L’essentiel à retenir avant de trancher
- Le GR20 est le nom qui revient le plus souvent quand on parle du GR le plus difficile en France.
- Le GR54 peut être encore plus exigeant si l’on regarde la technicité alpine, l’enneigement tardif et les schistes glissants.
- Le GR10 est surtout un test d’endurance, avec une longueur qui use plus qu’elle ne surprend.
- La difficulté réelle dépend aussi de la saison, du poids du sac, de l’orientation et de la fatigue accumulée.
- Pour un marcheur senior, le bon choix est souvent un tronçon bien préparé plutôt qu’une traversée intégrale improvisée.

Le GR20 reste la référence quand on parle de difficulté
Je ne tourne pas autour du pot: si l’on veut un nom qui s’impose presque toujours, c’est le GR20. La FFRandonnée le présente d’ailleurs comme souvent considéré comme le plus difficile des GR français, voire d’Europe. Ce n’est pas seulement une affaire de kilomètres: sur environ 180 km et 11 000 à 12 000 m de dénivelé positif selon les sources, on enchaîne des montées raides, des dalles rocheuses, des passages délicats et des journées qui sollicitent autant les appuis que le souffle.
Les premières étapes entre Calenzana, Ortu di u Piobbu, Carozzu et Ascu Stagnu donnent immédiatement le ton: peu de récupération, peu de terrain roulant, et souvent l’impression de marcher dans un décor minéral plus que sur un sentier classique. Le Parc naturel régional de Corse rappelle même qu’aucun départ de Calenzana n’est autorisé après 11 h, ce qui dit bien une chose simple: la chaleur et l’organisation de la journée font partie intégrante de la difficulté.
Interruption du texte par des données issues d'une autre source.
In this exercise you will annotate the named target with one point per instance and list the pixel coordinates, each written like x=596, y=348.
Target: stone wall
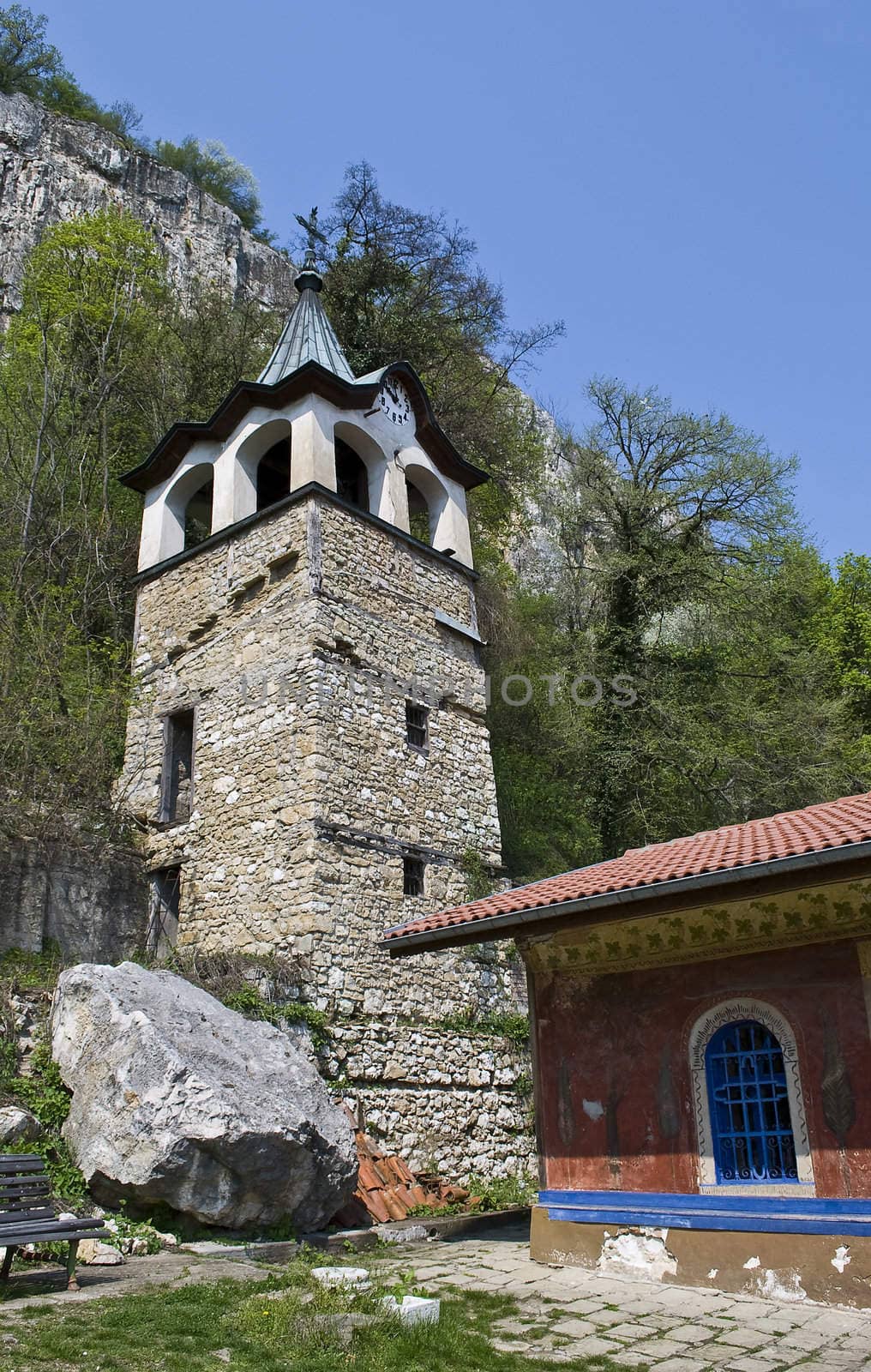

Ce que beaucoup sous-estiment, c’est l’effet cumulatif. Une étape isolée peut sembler gérable sur le papier; enchaînée jour après jour, avec un sac, du soleil et parfois du vent, elle devient nettement plus éprouvante. C’est pour cela que le GR20 n’est pas seulement dur techniquement: il l’est aussi mentalement. Mais il existe un autre candidat sérieux, plus alpin encore dans certains passages: le GR54.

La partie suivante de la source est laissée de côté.